Every Tuesday morning, the scene in a large undergraduate STEM course at MIT is essentially the same as it has been for decades: rows of students, a professor at the front, and a teaching assistant hovering near the back keeping an eye on things. However, take a closer look at what students are doing when they are stuck on a problem and notice that something has changed. More of them are starting a chatbot before they even consider raising a hand.
In 2026, this is MIT. One of the most enduring aspects of a university education, the teaching assistant, is also quietly being renegotiated.
In order to facilitate active learning in large classrooms, a researcher at the Department of Aeronautics and Astronautics named Rea Lavi has been developing a web-based platform called SIDAI that pairs with a chatbot named Sid. The problem it is intended to solve is more complex than the concept itself. Asking students to analyze, synthesize, and wrestle with material instead of just passively absorbing it is the kind of active learning that truly sticks, and it requires a level of personalized feedback that doesn’t scale. Maybe fifteen students can be meaningfully engaged with by one teaching assistant in an hour. That math doesn’t work in a lecture hall with two hundred people. While the real person in the room concentrates on the more difficult conversations, Sid is designed to bridge the gap by offering real-time, personalized feedback at a scale no human TA could match.
In theory, this division of labor makes sense. Success, according to Lavi, is defined as high levels of satisfaction and perceived efficacy from both teachers and students—a purposefully pragmatic goal. Undergraduate STEM courses are piloting the platform through collaborations with Purdue and Aalborg University in Denmark. The data will eventually have to address the question of whether students in those courses feel truly supported by an AI tutor or if they just find it helpful for quick debugging questions.
Other researchers in Cambridge are taking the concept much further. NeuroChat, a platform that uses wearable EEG headbands to track a student’s brain activity and modify the complexity of explanations in real time based on whether engagement is declining, is being tested by Nataliya Kosmyna and Pattie Maes in the MIT Media Lab. The idea of a student sitting at a desk with electrodes on her head while a chatbot adjusts its vocabulary to reflect her cognitive state is either the logical conclusion of personalized education or necessitates a more in-depth discussion about the true purpose of learning. Most likely both.
| Field | Details |
|---|---|
| Topic | AI integration in MIT classrooms and the evolution of the teaching assistant role |
| Key Initiative | MIT Open Learning / Jameel World Education Lab (J-WEL) |
| Featured AI Tool | SIDAI platform and “Sid” chatbot — developed by Rea Lavi, Dept. of Aeronautics and Astronautics |
| Other AI Projects | NeuroChat (MIT Media Lab), vocabulary tutoring AI (McGovern Institute), social robot for refugee children (MIT Media Lab) |
| Key Researchers | Rea Lavi, Pattie Maes, Nataliya Kosmyna, Janet Rankin, Justin Reich, Mitch Resnick, Daniella DiPaola |
| Supporting Institution | MIT RAISE Initiative — MIT Media Lab, MIT Schwarzman College of Computing, MIT Open Learning |
| Core Shift | AI handles routine tasks (grading, Q&A, feedback); human TAs focus on mentorship and critical thinking |
| Pilot Partners | Aalborg University (Denmark), Purdue University |
| Key Concern | Equity and access; risk of AI widening existing educational disparities |
| Policy Gap | No federal framework yet for AI use in K-12 or higher education |
| Location | MIT campus, Cambridge, Massachusetts |

The director of the MIT Teaching + Learning Lab, Janet Rankin, has taken care to present AI as a tool that comes after pedagogy rather than the other way around. According to her, educators should first decide what they want students to be able to accomplish before determining how AI fits into that objective. It sounds clear. However, in reality, the technology usually arrives before the framework, and institutions have to retrofit the philosophy after the tools are in place. Calculators, the internet, and laptops have all exhibited this pattern. AI won’t be any different for any specific reason.

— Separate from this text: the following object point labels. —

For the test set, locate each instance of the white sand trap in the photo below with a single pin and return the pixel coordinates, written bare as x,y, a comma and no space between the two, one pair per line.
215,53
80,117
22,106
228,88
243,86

It appears that the equity questions are the most challenging to answer. Concerns about what happens when the best AI tools require fast hardware, require subscription fees, or are primarily developed by a small group of developers have long been voiced by MIT researchers working on AI policy. In short, graduate student Daniella DiPaola, who co-wrote a policy brief on AI in K–12 education, stated that AI systems should support teachers rather than take their place. In an underfunded school, replacing a human teacher with an AI tutor isn’t progress; rather, it’s a cost-cutting strategy disguised as innovation.
Observing all of this at MIT gives me the impression that the school is sincerely attempting to think carefully about something that the majority of the world is responding to in real time. Piloting the Sid chatbot is still ongoing. The NeuroChat experiments are still conducted outside of the laboratory. The state-by-state patchwork that has filled the void is, at best, inconsistent, and there is currently no federal policy framework that would direct any of this at scale. Perhaps more than most, MIT appears to recognize that the issue was never whether or not AI would be used in the classroom. Who gets to decide what it does once it’s there has always been the issue.